Eine zentrale Bedeutung hat in der klassischen Abendmahlsliturgie das letzte Mal Jesu mit seinen Jüngern am Tag vor seiner Kreuzigung; es erinnert aber auch
- an die jüdische Tradition des Passahmahls,
- an die Tischgemeinschaften, die Jesus auch mit den Ausgestoßenen und Randgruppen der damaligen Gesellschaft feierte, und
- an die "Erscheinungsmahle", die der aufserstende Jesus mit seinen Freundinnen und Freunden feierte.
Im "letzten Abendmahl" hat Jesus nach der Überlieferung der Bibel das Brot gebrochen und mit einem Segenswort weitergegeben, anschließend wurde der Wein gesegnet und weitergereicht.

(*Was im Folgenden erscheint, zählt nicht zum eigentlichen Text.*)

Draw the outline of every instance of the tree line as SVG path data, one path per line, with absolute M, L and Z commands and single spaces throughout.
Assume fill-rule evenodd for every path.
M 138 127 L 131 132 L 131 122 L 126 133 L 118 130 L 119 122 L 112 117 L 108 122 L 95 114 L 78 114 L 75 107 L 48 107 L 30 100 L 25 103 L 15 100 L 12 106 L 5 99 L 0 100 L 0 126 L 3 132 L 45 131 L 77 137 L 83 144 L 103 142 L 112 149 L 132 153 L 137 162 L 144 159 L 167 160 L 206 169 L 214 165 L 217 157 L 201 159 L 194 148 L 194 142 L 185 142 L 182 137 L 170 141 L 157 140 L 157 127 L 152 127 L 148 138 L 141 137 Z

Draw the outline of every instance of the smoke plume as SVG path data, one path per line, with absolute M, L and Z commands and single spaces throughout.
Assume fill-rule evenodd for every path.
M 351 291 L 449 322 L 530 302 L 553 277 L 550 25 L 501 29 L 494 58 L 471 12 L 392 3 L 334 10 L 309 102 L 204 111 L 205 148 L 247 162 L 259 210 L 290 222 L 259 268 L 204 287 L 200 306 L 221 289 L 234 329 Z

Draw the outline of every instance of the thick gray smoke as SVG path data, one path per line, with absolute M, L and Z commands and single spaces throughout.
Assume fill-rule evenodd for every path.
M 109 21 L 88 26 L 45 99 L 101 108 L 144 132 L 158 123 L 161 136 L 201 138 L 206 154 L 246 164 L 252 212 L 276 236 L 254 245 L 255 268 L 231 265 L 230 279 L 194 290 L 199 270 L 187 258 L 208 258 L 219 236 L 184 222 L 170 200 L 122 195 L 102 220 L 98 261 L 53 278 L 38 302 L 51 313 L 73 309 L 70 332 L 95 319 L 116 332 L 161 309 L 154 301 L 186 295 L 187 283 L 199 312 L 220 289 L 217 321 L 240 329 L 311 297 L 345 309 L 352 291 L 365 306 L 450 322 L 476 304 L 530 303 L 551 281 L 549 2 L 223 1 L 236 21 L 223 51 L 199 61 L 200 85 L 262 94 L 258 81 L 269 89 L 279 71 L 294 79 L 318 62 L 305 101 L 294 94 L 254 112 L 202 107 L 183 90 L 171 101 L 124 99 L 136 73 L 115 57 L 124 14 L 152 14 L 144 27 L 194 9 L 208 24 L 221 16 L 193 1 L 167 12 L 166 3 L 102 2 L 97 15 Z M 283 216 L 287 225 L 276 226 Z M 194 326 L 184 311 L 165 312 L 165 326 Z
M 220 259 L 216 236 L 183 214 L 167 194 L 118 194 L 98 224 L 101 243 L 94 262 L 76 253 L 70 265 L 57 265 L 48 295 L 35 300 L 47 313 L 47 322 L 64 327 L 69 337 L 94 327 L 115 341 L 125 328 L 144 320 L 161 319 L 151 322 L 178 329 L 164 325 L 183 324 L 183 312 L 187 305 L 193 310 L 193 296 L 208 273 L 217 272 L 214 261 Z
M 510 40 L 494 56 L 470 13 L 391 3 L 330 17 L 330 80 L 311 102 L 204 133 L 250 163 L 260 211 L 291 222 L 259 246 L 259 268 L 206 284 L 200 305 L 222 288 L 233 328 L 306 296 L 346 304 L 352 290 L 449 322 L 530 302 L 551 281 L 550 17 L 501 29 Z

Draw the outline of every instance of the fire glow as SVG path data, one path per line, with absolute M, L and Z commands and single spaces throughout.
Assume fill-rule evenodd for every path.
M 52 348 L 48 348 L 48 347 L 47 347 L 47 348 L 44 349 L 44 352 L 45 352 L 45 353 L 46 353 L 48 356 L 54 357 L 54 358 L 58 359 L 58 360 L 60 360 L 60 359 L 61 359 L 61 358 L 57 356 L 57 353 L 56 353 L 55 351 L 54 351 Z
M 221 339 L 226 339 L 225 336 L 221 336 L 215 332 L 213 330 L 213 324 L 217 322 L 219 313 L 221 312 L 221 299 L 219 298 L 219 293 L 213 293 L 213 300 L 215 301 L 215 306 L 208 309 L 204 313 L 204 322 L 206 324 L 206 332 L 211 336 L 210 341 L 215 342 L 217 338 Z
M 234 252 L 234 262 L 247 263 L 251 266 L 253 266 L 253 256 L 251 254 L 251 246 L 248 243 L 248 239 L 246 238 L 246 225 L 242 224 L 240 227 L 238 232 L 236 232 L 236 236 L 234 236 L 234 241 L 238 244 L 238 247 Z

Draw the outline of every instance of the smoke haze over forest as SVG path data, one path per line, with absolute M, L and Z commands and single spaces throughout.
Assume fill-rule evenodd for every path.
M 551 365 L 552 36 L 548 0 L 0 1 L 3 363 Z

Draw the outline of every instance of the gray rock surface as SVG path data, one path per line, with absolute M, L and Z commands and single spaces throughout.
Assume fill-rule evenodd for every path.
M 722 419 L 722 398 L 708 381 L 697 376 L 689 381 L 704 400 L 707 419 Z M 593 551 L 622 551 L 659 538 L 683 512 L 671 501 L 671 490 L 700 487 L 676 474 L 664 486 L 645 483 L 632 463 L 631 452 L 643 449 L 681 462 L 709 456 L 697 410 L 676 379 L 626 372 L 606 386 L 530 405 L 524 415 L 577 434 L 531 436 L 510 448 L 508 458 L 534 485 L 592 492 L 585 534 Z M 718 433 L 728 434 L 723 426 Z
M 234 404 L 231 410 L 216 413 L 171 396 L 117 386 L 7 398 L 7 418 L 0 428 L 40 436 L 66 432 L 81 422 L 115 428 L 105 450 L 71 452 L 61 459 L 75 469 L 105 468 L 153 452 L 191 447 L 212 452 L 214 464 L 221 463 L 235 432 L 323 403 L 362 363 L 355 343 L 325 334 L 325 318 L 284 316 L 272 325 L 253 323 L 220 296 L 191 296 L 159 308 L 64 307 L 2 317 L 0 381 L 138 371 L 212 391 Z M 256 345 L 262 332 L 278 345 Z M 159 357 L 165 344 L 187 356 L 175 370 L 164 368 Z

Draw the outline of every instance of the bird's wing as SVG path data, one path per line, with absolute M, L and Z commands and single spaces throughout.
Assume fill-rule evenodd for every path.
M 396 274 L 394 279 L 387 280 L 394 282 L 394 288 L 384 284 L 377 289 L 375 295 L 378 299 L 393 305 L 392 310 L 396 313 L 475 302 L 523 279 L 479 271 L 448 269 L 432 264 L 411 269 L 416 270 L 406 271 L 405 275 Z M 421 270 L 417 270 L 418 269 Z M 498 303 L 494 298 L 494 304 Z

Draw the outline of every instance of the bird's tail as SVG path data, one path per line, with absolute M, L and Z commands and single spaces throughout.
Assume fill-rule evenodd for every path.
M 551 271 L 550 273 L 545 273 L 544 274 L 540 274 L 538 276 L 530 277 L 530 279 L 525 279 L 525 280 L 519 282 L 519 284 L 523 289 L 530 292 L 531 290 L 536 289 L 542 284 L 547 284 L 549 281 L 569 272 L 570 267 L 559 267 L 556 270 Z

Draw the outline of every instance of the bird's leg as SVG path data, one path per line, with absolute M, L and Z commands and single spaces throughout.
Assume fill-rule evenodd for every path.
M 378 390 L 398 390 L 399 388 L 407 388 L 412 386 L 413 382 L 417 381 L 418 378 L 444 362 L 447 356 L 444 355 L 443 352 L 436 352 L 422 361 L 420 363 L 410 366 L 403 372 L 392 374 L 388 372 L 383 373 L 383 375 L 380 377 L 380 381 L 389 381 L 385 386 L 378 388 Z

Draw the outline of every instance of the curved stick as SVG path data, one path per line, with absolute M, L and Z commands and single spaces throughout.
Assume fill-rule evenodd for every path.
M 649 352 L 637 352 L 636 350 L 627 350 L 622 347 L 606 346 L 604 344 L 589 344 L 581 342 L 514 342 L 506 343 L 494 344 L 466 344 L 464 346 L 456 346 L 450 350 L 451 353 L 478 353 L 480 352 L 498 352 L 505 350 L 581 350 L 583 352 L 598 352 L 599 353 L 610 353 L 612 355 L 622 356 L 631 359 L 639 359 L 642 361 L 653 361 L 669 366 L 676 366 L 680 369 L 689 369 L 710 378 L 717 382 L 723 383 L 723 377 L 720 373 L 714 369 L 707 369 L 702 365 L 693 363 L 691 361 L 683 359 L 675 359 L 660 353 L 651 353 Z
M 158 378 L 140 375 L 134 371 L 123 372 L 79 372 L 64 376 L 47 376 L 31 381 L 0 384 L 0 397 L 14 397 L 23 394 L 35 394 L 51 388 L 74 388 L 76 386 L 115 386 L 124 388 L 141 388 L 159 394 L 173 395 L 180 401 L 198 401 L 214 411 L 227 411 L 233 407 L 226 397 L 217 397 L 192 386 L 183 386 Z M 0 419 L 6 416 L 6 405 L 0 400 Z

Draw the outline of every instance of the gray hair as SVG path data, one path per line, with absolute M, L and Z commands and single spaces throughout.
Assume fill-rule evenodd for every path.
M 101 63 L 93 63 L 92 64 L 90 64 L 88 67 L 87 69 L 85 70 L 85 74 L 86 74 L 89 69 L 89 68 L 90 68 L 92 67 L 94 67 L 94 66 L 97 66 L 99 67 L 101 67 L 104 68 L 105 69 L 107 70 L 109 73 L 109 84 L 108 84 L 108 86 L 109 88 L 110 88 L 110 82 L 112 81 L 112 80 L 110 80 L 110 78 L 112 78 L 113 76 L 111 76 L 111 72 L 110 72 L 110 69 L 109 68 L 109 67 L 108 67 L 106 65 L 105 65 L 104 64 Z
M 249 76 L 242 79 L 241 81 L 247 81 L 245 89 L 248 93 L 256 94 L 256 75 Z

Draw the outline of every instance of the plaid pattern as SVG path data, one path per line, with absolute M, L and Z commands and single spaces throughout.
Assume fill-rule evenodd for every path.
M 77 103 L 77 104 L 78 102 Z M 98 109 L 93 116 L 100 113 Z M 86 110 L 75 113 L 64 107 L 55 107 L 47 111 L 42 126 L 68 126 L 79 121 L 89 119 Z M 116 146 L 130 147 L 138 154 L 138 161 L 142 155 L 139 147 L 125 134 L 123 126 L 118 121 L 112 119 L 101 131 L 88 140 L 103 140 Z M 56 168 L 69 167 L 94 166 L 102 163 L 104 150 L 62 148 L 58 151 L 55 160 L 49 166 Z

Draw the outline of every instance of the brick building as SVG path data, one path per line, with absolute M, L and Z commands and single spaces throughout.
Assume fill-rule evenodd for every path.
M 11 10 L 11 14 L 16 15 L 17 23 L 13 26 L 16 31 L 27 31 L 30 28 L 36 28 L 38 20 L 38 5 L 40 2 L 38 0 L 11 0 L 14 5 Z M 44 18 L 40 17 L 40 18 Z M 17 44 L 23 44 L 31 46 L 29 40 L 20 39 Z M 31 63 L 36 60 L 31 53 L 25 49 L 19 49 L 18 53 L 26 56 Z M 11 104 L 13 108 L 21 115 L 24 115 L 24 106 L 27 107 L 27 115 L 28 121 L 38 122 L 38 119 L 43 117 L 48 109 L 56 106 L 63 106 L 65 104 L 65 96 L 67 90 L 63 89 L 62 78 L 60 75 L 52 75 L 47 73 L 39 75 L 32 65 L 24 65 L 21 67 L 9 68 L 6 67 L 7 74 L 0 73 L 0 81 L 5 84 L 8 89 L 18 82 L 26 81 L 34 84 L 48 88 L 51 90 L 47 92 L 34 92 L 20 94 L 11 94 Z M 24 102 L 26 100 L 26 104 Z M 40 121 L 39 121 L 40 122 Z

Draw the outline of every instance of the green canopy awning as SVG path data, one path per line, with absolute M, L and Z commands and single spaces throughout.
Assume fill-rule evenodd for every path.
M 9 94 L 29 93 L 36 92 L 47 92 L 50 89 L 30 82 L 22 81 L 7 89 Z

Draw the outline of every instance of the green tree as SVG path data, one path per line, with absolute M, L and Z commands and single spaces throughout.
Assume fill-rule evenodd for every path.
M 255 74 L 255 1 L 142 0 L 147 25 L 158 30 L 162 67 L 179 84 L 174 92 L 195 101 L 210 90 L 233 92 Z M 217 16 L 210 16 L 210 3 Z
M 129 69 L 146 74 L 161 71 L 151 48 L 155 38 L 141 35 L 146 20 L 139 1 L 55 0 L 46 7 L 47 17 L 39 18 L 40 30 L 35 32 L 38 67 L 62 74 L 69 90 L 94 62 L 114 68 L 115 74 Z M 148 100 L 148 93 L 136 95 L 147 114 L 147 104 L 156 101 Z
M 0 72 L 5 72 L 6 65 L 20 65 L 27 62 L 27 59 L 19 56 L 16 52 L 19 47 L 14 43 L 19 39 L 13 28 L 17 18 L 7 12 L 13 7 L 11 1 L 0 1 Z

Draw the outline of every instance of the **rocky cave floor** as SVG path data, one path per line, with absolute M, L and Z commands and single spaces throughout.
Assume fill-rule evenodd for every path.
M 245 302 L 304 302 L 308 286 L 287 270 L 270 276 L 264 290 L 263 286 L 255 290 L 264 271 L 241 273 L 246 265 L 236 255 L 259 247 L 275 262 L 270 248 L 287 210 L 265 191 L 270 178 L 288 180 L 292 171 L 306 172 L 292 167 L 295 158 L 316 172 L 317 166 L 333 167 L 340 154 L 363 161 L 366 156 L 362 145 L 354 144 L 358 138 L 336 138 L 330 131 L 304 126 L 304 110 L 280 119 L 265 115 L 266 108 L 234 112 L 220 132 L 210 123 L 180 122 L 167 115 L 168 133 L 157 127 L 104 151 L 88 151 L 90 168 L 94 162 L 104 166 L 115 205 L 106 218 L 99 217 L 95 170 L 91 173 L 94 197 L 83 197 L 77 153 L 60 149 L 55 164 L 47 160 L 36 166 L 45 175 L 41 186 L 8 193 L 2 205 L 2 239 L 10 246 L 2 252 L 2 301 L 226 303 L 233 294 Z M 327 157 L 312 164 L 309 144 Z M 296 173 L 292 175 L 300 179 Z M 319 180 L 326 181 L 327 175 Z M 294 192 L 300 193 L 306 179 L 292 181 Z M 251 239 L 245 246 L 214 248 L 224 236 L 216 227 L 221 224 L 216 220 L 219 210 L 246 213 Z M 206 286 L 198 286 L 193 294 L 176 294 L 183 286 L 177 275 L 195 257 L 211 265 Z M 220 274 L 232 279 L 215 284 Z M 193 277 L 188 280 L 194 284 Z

Im Christentum hat sich schnell nach dem Kreuzestod Jesu eine Tradition gebildet, die eine gemeinsame Mahlzeit als Erinnerung an ihn feierte. Ursprünglich ging es dabei um eine gemeinsame Mahlzeit und um die Gewissheit, dass Jesus den Menschen im Abendmahl besonders nahe sein will - ja mitten in der Abendmahlsgemeinschaft anwesend ist.
Erst Paulus unterschied zwischen gemeinsamer Sättigungsmahlzeit (= Agapemahl / Liebesmahl) und Abendmahl, wie es noch heute gefeiert wird.